I have the following transfer function and I need to draw the bold plot (magnitude and phase):
G = 1/(2*(s*1E-2)*(1+s*1E-2));
$$G(s)=\frac{1}{2\cdot10^{-2}s(10^{-2}s+1)}. $$
I am having a difficult time identifying the zeros and poles for this function because of the presence of the 2 constant. My guess is this function has 2 poles : one in 2*(10^2) and another one in 10^2. Is this correct ? Can someone please help me plot this function correctly ?
PS: Sorry for the bad format of the mathematic formula, this is my first question.
EDIT : I did the plots using matlab:
MATLAB ploted
I need help understanding how the magnitude plot is influenced by the 2 constant.
Best Answer
The poles are at $s=-j\omega=0$ and at $s=-j\omega=-100$ (so $0$ and $100$, not $200$ and $100$). Each pole adds a negative -20dB/decade slope to your magnitude plot and a -90 degrees to your phase plot.

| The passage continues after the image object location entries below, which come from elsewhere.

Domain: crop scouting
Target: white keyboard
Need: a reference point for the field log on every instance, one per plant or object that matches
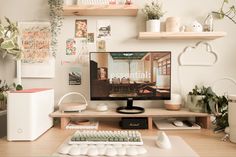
(107, 137)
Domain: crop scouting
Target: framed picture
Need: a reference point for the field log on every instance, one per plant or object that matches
(38, 61)
(81, 28)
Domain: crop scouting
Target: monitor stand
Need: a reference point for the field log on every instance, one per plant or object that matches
(130, 109)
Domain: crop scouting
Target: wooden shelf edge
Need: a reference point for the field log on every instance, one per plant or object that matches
(100, 10)
(180, 35)
(151, 112)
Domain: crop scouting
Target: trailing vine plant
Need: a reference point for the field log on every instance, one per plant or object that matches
(226, 11)
(56, 10)
(8, 40)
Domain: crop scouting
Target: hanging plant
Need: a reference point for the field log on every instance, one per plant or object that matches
(8, 40)
(56, 10)
(226, 11)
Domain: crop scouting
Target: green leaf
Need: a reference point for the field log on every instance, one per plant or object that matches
(7, 44)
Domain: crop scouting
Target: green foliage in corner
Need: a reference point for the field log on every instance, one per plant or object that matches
(56, 10)
(153, 10)
(217, 105)
(8, 40)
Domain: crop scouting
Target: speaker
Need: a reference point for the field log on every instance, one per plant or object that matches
(134, 123)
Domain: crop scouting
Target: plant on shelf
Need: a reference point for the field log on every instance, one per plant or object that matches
(203, 99)
(56, 10)
(228, 11)
(153, 12)
(8, 40)
(4, 87)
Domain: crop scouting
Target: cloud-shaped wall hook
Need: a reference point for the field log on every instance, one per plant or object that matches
(199, 55)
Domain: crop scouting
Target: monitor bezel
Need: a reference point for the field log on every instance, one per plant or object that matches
(127, 98)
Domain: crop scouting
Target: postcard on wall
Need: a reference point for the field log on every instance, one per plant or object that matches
(70, 47)
(90, 37)
(101, 45)
(35, 38)
(81, 28)
(74, 76)
(103, 28)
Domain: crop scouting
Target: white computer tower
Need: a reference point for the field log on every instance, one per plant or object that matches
(28, 113)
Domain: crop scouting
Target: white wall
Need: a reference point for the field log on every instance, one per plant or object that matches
(124, 37)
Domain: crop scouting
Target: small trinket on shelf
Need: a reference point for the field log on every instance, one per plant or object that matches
(112, 1)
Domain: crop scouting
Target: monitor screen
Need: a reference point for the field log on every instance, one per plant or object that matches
(136, 75)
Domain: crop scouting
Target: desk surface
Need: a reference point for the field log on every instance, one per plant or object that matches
(204, 142)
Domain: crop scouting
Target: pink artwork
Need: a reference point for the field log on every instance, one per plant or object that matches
(81, 28)
(36, 40)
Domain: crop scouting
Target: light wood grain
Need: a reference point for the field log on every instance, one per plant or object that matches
(149, 113)
(203, 141)
(181, 35)
(100, 10)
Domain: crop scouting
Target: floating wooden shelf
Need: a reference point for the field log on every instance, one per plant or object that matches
(181, 35)
(202, 118)
(100, 10)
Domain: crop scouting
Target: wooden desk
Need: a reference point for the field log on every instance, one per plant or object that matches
(202, 119)
(203, 141)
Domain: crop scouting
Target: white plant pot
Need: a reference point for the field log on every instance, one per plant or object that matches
(153, 26)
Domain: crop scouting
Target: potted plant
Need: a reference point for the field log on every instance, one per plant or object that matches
(203, 99)
(56, 10)
(8, 40)
(153, 12)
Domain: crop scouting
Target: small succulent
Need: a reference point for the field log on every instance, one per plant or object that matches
(226, 10)
(8, 40)
(153, 10)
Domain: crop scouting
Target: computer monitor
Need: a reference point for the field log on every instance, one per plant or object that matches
(130, 76)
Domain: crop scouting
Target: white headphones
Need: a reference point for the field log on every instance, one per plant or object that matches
(72, 107)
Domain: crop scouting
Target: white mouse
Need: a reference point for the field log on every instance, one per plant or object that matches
(178, 123)
(83, 149)
(92, 151)
(74, 151)
(111, 152)
(163, 141)
(131, 151)
(65, 149)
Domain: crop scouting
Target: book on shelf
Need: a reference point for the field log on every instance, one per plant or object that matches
(85, 124)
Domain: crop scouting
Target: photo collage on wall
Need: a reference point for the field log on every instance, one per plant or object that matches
(76, 48)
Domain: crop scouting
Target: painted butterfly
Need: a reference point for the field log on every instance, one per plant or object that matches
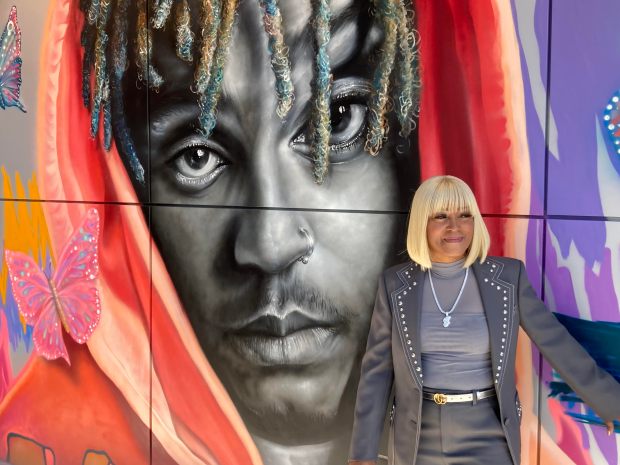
(611, 117)
(11, 63)
(69, 298)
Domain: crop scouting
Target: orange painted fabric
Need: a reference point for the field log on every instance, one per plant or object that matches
(118, 395)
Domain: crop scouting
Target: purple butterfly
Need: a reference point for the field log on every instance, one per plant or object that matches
(11, 63)
(67, 299)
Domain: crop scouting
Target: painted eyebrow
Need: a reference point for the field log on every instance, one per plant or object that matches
(340, 23)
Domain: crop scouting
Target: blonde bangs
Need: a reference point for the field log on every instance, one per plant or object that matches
(444, 194)
(450, 197)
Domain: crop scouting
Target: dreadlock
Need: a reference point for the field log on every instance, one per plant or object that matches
(105, 61)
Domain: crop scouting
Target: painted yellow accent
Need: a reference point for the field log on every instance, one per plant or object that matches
(25, 228)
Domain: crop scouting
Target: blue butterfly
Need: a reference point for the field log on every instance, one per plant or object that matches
(11, 63)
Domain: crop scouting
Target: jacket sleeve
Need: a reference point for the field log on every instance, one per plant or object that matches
(375, 384)
(592, 384)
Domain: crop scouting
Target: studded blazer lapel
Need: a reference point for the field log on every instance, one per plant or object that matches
(406, 302)
(499, 301)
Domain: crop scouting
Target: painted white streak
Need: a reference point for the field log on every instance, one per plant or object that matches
(576, 265)
(525, 11)
(609, 192)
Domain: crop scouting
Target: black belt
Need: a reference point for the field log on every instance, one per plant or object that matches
(441, 398)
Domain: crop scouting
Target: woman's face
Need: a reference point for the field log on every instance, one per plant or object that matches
(283, 336)
(449, 235)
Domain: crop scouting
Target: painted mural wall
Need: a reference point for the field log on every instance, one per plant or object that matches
(209, 191)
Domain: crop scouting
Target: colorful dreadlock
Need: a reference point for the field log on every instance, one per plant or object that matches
(272, 20)
(119, 54)
(162, 11)
(320, 123)
(387, 12)
(395, 82)
(211, 19)
(208, 100)
(185, 36)
(407, 80)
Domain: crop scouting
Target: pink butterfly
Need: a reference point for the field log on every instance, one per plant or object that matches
(69, 298)
(11, 63)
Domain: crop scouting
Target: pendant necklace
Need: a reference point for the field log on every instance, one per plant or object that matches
(447, 317)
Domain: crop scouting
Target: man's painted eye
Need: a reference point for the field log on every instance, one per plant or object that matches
(197, 167)
(348, 113)
(348, 122)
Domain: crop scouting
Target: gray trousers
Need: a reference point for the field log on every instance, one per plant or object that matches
(462, 434)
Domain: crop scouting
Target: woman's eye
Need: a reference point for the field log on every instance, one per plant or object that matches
(197, 167)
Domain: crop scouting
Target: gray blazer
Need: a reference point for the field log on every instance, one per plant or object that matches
(392, 359)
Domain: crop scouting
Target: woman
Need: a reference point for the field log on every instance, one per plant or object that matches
(130, 400)
(443, 337)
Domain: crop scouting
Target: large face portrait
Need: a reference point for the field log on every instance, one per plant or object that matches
(284, 336)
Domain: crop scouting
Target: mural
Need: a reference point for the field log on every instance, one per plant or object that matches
(232, 177)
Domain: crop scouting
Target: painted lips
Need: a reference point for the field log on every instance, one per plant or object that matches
(294, 339)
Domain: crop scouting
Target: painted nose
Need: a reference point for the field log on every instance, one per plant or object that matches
(272, 241)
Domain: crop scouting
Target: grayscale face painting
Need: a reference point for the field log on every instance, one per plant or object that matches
(284, 336)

Magnitude Plot: Because the first pole happens at $\omega=0$, the magnitude plot will start with the -20dB/decade slope. Then, at $\omega=100$ you will add an extra -20dB/decade for a total of -40dB/decade slope after that. You can make a rough sketch of this graph ignoring for the moment the values of the y-axis. Then, you can compute the gain of the system for some random frequency (let's say $\omega=10$) and adjust up and down the plot so that your sketch passes through the computed magnitude at $\omega=10$.
Phase Plot: The pole at 0 gives you a starting constant line at $-90^o$. The pole at 100 adds another $-90^o$. The transition from $-90^o$ to $-180^o$ roughly starts one decade earlier (at $\omega =10$) and ends one decade later (at $\omega = 1000$). Right at the pole location it goes through half the transition $-135^o$.